After reading the chapters in the book I have often viewed the world in a different way with a possibility of other more complex and greater injustices carried in the medical industry that are underlying the themes and other concerning issues presented by the chapter. The structures and chapters I covered in the book had shown several injustices that are projected against Henrietta Lacks and exposure of unethical practices in the medical fields. The possibilities raised to me is that these injustices may have been a distraction from greater injustices. The structural background of racism was quite rather different from the questions of finance and other benefits interests raised through the features of biotech companies registering massive revenue through the use of these cells. The story may have other concerns that were much bigger but were not accurately presented as major themes like the under looking of lack of education access and employment opportunities that are the core cause of these themes. With proper educations, the characters would be able to make informed decisions and give out consent to the doctors. Employment is portrayed through the fact that Henrietta Lacks was a farmer and precisely stated to be poor thus giving rise to the lack of care by the doctors. The lack of health care systems is also portrayed in the story in that it was until Henrietta’s tumor was fully developed and she would feel it herself that she went to seek treatment. Thus the rise for an urge to developed health care systems for early detection that was lacking in the story.

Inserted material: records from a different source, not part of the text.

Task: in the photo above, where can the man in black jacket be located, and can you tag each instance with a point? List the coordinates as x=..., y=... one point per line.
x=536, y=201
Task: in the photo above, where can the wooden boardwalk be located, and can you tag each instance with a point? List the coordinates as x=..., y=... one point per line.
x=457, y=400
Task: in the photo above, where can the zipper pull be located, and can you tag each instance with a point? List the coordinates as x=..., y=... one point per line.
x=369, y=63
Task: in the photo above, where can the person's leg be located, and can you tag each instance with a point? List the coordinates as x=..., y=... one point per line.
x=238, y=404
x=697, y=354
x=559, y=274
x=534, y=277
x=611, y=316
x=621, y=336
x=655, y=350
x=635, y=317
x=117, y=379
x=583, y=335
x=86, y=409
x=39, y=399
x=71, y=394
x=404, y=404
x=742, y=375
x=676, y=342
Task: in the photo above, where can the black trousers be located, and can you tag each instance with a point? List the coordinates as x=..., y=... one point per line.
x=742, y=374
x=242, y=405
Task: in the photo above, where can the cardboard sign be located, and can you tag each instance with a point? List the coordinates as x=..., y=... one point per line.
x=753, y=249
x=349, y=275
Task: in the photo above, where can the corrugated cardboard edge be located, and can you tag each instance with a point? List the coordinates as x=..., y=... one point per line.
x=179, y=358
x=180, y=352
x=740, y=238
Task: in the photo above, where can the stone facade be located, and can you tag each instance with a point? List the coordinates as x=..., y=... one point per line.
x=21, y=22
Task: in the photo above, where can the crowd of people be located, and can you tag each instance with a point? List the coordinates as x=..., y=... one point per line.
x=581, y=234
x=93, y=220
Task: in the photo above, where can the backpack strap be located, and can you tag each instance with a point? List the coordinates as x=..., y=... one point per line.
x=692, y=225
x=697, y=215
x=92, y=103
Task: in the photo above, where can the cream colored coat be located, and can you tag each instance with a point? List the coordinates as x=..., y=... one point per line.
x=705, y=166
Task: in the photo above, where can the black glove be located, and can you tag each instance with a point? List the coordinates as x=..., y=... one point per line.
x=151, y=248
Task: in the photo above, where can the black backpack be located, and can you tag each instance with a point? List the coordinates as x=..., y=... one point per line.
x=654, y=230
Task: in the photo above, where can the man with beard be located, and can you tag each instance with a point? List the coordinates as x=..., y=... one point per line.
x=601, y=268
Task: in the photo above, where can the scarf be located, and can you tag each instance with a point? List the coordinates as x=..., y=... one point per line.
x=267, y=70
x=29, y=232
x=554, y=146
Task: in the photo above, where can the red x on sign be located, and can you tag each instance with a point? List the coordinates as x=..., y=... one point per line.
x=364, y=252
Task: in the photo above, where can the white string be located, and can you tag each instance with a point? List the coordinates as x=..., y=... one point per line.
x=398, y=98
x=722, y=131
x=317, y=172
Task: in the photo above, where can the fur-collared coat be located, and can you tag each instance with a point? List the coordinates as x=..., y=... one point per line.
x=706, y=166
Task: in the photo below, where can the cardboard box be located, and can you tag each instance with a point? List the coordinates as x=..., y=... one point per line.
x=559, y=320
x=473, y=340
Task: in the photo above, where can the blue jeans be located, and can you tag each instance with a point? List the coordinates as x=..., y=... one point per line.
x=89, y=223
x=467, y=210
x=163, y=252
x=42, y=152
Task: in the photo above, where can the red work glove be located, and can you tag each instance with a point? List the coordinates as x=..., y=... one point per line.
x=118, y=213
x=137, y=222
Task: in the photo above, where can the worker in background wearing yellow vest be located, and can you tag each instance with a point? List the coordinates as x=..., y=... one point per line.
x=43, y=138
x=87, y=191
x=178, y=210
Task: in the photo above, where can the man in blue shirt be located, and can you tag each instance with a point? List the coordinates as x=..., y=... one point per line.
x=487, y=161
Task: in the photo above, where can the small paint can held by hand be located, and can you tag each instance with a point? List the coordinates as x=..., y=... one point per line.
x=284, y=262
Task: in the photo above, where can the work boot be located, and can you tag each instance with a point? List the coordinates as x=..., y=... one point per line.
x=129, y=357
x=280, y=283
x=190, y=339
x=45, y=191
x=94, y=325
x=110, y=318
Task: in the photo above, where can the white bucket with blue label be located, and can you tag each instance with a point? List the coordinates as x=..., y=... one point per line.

It is not precise but I can say the level and standard of care given to Henrietta Lacks was inadequate and it was an unethical practice for the John Hopkins hospital to harvest her cells without her consent or consent of her family. The remaining family of Lacks had a right to be given proper information and be enlightened of the tests that were carried upon then rather than the hospital misinforming them that it was for their own good in the detection of cancer while in real sense it was for their benefit. The system until now has consistently failed Henrietta’s family many of whom continue to suffer from chronic illness physically and mentally. Even the end-user result of these extraordinary cells from Henrietta fueled a biotechnology revolution, the underlying injustices to Lacks should not go unnoticed. And because of the true storyline presented by Skloot, we ought to continue talking of these underlying injustices.
Skloot, Rebecca. The immortal life of Henrietta Lacks. Broadway Books, 2017.